Выбрать главу

При таком психологическом его настрое приходится ли удивляться, что наше с ним последнее на родине и, вероятно, последнее в жизни свидание было воспринято им не как свидание двух (его и меня), а как свидание Солженицына-ТЕЛЕНКА с ДУБОМ. Я была воспринята им как «веточка» этого ДУБА, как пешка, исполняющая чужую волю. Александру Исаевичу и в голову не пришло, что я имела наивность возомнить себя не пешкой, а какой-то более крупной фигурой, ищущей путь его спасения. Как в наших судах «ответчицей», сопротивлявшейся разводу, он считал не меня, а то ли Государство, то ли КГБ (одним словом, ДУБ!), так и здесь он не увидел во мне человека, избравшего в искреннем порыве кажущийся возможным путь его спасения.

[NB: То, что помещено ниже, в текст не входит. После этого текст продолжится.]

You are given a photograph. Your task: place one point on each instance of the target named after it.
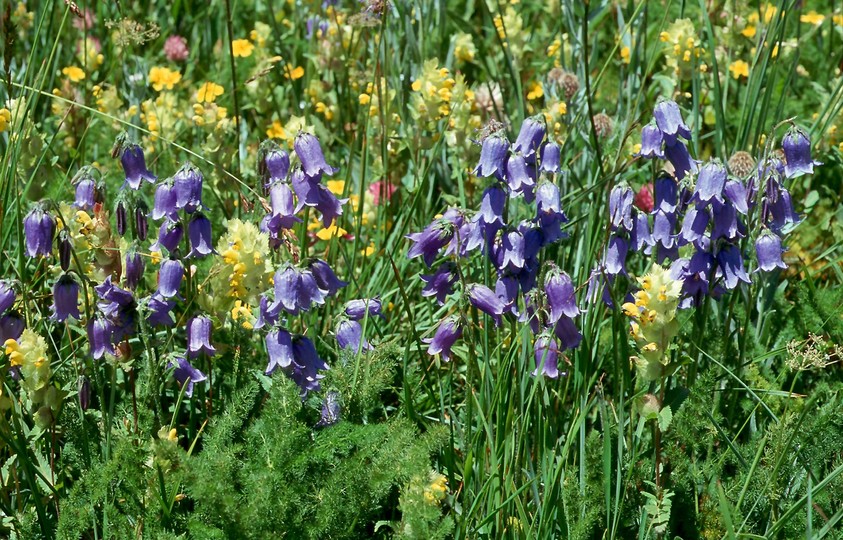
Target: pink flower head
(176, 49)
(381, 189)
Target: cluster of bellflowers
(301, 285)
(698, 222)
(523, 179)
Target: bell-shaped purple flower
(530, 137)
(66, 299)
(551, 158)
(199, 233)
(325, 277)
(485, 299)
(616, 256)
(546, 352)
(169, 236)
(652, 140)
(493, 155)
(620, 207)
(350, 336)
(441, 283)
(677, 154)
(797, 153)
(169, 278)
(7, 296)
(731, 266)
(99, 338)
(310, 154)
(561, 297)
(134, 268)
(710, 183)
(186, 374)
(187, 183)
(165, 202)
(279, 347)
(199, 337)
(134, 166)
(359, 309)
(429, 241)
(447, 333)
(39, 227)
(669, 121)
(768, 248)
(159, 310)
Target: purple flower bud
(141, 223)
(279, 347)
(65, 250)
(616, 256)
(677, 154)
(448, 332)
(358, 309)
(66, 299)
(159, 310)
(83, 391)
(11, 326)
(7, 296)
(187, 183)
(283, 211)
(551, 158)
(306, 365)
(169, 236)
(120, 215)
(39, 227)
(277, 163)
(86, 196)
(164, 204)
(797, 153)
(350, 336)
(99, 338)
(710, 183)
(561, 297)
(134, 268)
(530, 137)
(731, 267)
(186, 374)
(485, 299)
(669, 121)
(492, 157)
(134, 166)
(768, 248)
(330, 410)
(199, 233)
(440, 284)
(546, 352)
(620, 207)
(651, 142)
(325, 277)
(310, 154)
(169, 278)
(428, 242)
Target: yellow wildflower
(242, 48)
(739, 69)
(209, 92)
(74, 73)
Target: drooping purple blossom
(39, 227)
(134, 166)
(199, 337)
(447, 333)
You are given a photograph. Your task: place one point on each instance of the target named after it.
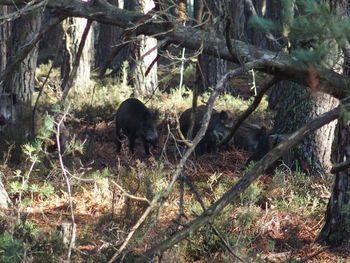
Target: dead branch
(161, 197)
(142, 199)
(69, 190)
(265, 86)
(5, 76)
(68, 80)
(340, 167)
(280, 64)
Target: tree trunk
(73, 30)
(140, 61)
(210, 69)
(336, 229)
(50, 42)
(4, 36)
(17, 91)
(24, 29)
(297, 105)
(107, 37)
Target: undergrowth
(110, 192)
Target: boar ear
(223, 115)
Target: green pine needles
(312, 31)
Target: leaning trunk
(144, 52)
(297, 105)
(73, 30)
(209, 69)
(336, 229)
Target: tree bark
(297, 105)
(107, 37)
(73, 30)
(143, 52)
(210, 69)
(336, 229)
(279, 64)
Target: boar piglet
(217, 128)
(248, 136)
(135, 120)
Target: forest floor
(103, 217)
(276, 220)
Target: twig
(7, 73)
(268, 84)
(43, 85)
(142, 199)
(313, 255)
(241, 185)
(340, 167)
(65, 174)
(162, 196)
(68, 80)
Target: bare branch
(142, 199)
(280, 64)
(241, 185)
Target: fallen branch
(142, 199)
(267, 85)
(240, 186)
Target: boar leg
(131, 139)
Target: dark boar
(6, 110)
(217, 128)
(135, 120)
(268, 143)
(248, 136)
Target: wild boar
(266, 144)
(248, 136)
(135, 120)
(217, 128)
(7, 102)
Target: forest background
(65, 193)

Мы встретились в зале, где расположены кассы на электрички, а также на рязанский электропоезд. Я сразу же сказала Александру Исаевичу, что разговор предстоит очень серьезный, и попросила дать мне слово, что он останется сугубо между нами. И Александр Исаевич пообещал мне это. Разговаривать предложил не там, где встретились (во всех стенах ему всегда мерещились микрофоны!), а вывел меня на перрон. Он сам выбрал место для разговора: повел меня к тем платформам, от которых отходят и к которым прибывают дальние поезда. Выбрал вторую платформу — следующую после той, которая непосредственно примыкает к вытянутому зданию вокзала. Поездов не было ни по одну, ни по другую сторону платформы. Все пространство великолепно просматривалось, и потому мы разговаривали совершенно свободно, раскованно.

Я снова повторила свои доводы против публикации на Западе «Архипелага», добавив аргумент, что это окончательно закроет возможность печатания на родине других его вещей, в то время как при нынешних обстоятельствах их опубликование не так уж безнадежно. Спросила, как он отнесется, если ему предложат напечатать «Раковый корпус».

— Ну и пусть печатают! — ответил он.

— А ты придешь в редакцию или издательство, если пригласят?

— А там будет сидеть некто в штатском? Путь печатают так! Да. Впрочем, «Раковый…» так разошелся, что уж и смысл печатать не тот…

Таким образом, особенной заинтересованности в публикации у нас «Ракового корпуса» я у Александра Исаевича не почувствовала. Я поняла, что разговор наш с ним не оправдал моих надежд, что я переоценила свои возможности, что я не в состоянии повлиять на Санину судьбу.

Заговорили на другие темы. Александр Исаевич попросил меня написать завещание о наследовании нашего дачного участка его детьми. Я ответила, что прежде должна увидеть, узнать тех, кому буду завещать «Борзовку». Но в зимнее время это невозможно… Будем ждать весну!

Еще я сказала Сане, что оставила ему на дачке нервное письмо, попросила не придавать ему особого значения. Получила согласие.

В какой-то миг я попросила Саню поцеловать меня. Он наклонился и поцеловал. А, расставаясь при входе в метро, поцеловал мне руку. В последний раз…

Я ничего не написала бы об этой встрече, учитывая конфиденциальный характер главной части нашего разговора, если бы… если бы о ней не написал прежде того сам Александр Исаевич в своем «Теленке», исказив весь характерце и сделав ни на чем не основанные далеко идущие выводы.

В «Теленке» Александр Исаевич пишет, что по свежим следам перенес наш с ним разговор на бумагу: «Моя запись — в первый же час после разговора, еще вся кожа обожжена2».

Этой записью он воспользуется через два с лишним месяца, когда сядет в декабре писать третье дополнение к «Теленку». Однако писательская фантазия унесет его далеко от этой записи. Поможет ему и то, что к этому времени он разорвет со мной всякие отношения.

Строго говоря, даже по элементарным этическим понятиям Александр Исаевич не должен был описывать наш разговор: ведь он дал мне слово, что разговор останется между нами! Но, по-видимому, уж очень заманчивым показалось ему придать эффектный конец своему бою — бою ТЕЛЕНКА с ДУБОМ. Выход из боя Сахарова — эффектен! На него было совершено покушение. А выход из боя Солженицына чем будет примечателен? Неужели только пуском в Самиздат дополнительных глав к роману «В круге первом»? Нет, этого слишком мало.

А тут в руки так и просится эффектнейший конец — представить читателям свою бывшую жену, которая придет к нему «твердым шагом по перрону, законно вступая из области личной в область общественную, в эту книгу3», вестницей Госбезопасности!